Después de estar un buen rato en silencio mientras
ella me contaba su viaje por teléfono, quedamos por la tarde para que me
contara su viaje sin teléfono y colgué. De repente se me ocurrió una nueva idea
para el relato del perro. Algo así como que el perro presidente obligaba a la
población a estar en silencio por lo menos dos horas al día... Parar los coches,
los comercios, las fábricas, desconectar los teléfonos, apagar los televisores,
las radios, los ordenadores, los frigoríficos, el aire acondicionado y
cualquier aparato que produjese algún tipo de ruido… Hasta conseguir el
silencio absoluto… Me imaginé la situación y pensé en el efecto que produciría
en la población de una gran ciudad… Seguro que a los diez minutos muchos se
empezarían a poner nerviosos, moviéndose de un lado a otro sin saber donde
meterse… Me quedé un rato meditando la idea y entonces... me acordé de las
sardinas. Miré a mi alrededor pero no quedaba nadie, estaban todos tomando café
en el chiringuito. ¡Mierda! Se habían acabado las sardinas y yo sin catarlas.
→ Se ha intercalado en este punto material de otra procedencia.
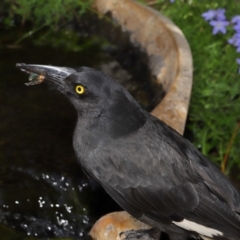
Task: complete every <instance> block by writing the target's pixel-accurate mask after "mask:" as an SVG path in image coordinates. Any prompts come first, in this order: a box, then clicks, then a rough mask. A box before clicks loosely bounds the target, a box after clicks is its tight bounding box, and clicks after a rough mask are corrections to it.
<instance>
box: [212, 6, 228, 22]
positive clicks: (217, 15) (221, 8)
mask: <svg viewBox="0 0 240 240" xmlns="http://www.w3.org/2000/svg"><path fill="white" fill-rule="evenodd" d="M225 11H226V10H225V9H222V8H219V9H217V10H216V11H215V18H216V20H225V19H226V16H225Z"/></svg>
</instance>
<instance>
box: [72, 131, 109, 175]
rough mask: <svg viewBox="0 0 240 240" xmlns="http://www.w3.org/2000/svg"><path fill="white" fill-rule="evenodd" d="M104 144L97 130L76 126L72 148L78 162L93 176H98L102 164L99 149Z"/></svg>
mask: <svg viewBox="0 0 240 240" xmlns="http://www.w3.org/2000/svg"><path fill="white" fill-rule="evenodd" d="M105 145H106V143H105V141H104V136H103V135H102V134H100V133H99V132H98V131H93V130H92V131H89V130H87V129H83V128H79V127H78V128H76V129H75V132H74V136H73V148H74V151H75V155H76V157H77V159H78V162H79V163H80V164H81V166H82V167H83V168H84V170H85V171H86V172H87V173H88V174H89V175H91V176H92V177H94V178H99V172H100V173H101V171H99V168H100V167H101V165H102V154H101V149H102V148H104V146H105Z"/></svg>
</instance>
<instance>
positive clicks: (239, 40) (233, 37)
mask: <svg viewBox="0 0 240 240" xmlns="http://www.w3.org/2000/svg"><path fill="white" fill-rule="evenodd" d="M228 43H229V44H231V45H233V46H235V47H238V46H240V33H235V34H234V35H233V36H232V38H229V39H228Z"/></svg>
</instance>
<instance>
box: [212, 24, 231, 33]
mask: <svg viewBox="0 0 240 240" xmlns="http://www.w3.org/2000/svg"><path fill="white" fill-rule="evenodd" d="M210 25H211V26H213V34H214V35H215V34H217V33H218V32H221V33H223V34H225V33H226V32H227V29H226V26H228V25H229V22H227V21H220V20H218V21H210Z"/></svg>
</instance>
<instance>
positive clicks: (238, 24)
mask: <svg viewBox="0 0 240 240" xmlns="http://www.w3.org/2000/svg"><path fill="white" fill-rule="evenodd" d="M233 29H234V30H235V31H236V32H239V33H240V22H238V23H237V24H236V25H235V26H234V27H233Z"/></svg>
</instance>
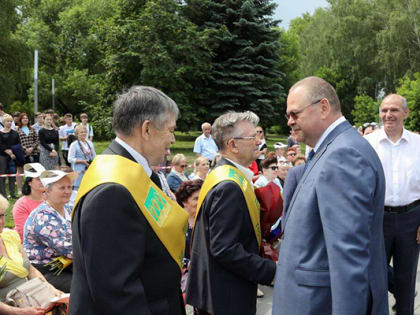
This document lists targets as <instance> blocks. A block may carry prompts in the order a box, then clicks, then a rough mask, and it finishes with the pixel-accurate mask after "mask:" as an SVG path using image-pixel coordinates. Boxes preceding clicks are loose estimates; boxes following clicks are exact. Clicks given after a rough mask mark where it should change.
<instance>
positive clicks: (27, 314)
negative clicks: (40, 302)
mask: <svg viewBox="0 0 420 315" xmlns="http://www.w3.org/2000/svg"><path fill="white" fill-rule="evenodd" d="M44 312H45V310H44V309H43V308H41V307H25V308H20V309H19V312H17V313H16V314H19V315H42V314H44Z"/></svg>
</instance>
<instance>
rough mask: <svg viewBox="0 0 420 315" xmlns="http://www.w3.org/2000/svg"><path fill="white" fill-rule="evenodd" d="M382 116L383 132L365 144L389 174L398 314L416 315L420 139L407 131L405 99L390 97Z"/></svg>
mask: <svg viewBox="0 0 420 315" xmlns="http://www.w3.org/2000/svg"><path fill="white" fill-rule="evenodd" d="M380 114H381V119H382V123H383V128H382V129H380V130H379V131H377V132H373V133H371V134H369V135H367V136H366V137H365V138H366V139H367V140H368V141H369V143H370V144H371V145H372V146H373V148H374V149H375V151H376V153H378V155H379V158H380V160H381V162H382V166H383V168H384V172H385V182H386V190H385V208H384V210H385V214H384V237H385V248H386V256H387V260H388V263H390V261H391V258H392V264H393V272H389V273H388V284H389V285H388V289H389V291H391V292H392V293H393V294H394V297H395V300H396V311H397V314H413V313H414V296H415V286H416V274H417V264H418V260H419V249H420V245H419V244H420V167H419V165H420V136H419V135H417V134H415V133H413V132H410V131H408V130H406V129H405V128H404V120H405V119H406V118H407V117H408V114H409V109H408V107H407V101H406V99H405V98H404V97H402V96H400V95H397V94H390V95H388V96H387V97H385V98H384V99H383V101H382V103H381V113H380ZM389 270H392V269H391V268H390V269H389Z"/></svg>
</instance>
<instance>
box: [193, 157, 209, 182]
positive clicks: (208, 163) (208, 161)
mask: <svg viewBox="0 0 420 315" xmlns="http://www.w3.org/2000/svg"><path fill="white" fill-rule="evenodd" d="M209 169H210V163H209V159H208V158H206V157H204V156H200V157H198V158H196V159H195V161H194V174H192V175H193V176H192V177H191V180H194V179H201V180H202V181H204V180H205V179H206V177H207V174H208V173H209Z"/></svg>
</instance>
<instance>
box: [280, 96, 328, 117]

Me acerqué a la barbacoa, pero ya no quedaba ni una. Solo quedaba el olor flotando
en el ambiente.
Detrás de una tabla de windsurf que había sobre la
arena vi a un gato comiéndose los restos de las sardinas y relamiéndose los bigotes…
De pronto dejó de comer y se quedó mirándome fijamente… Tuve la sensación de
que se reía de mí.
Aquella
tarde Raquel me contó todas las anécdotas de su viaje… y después fuimos a cenar
al bar de Jacinto.
Yo
pedí sardinas, pero no fue lo mismo.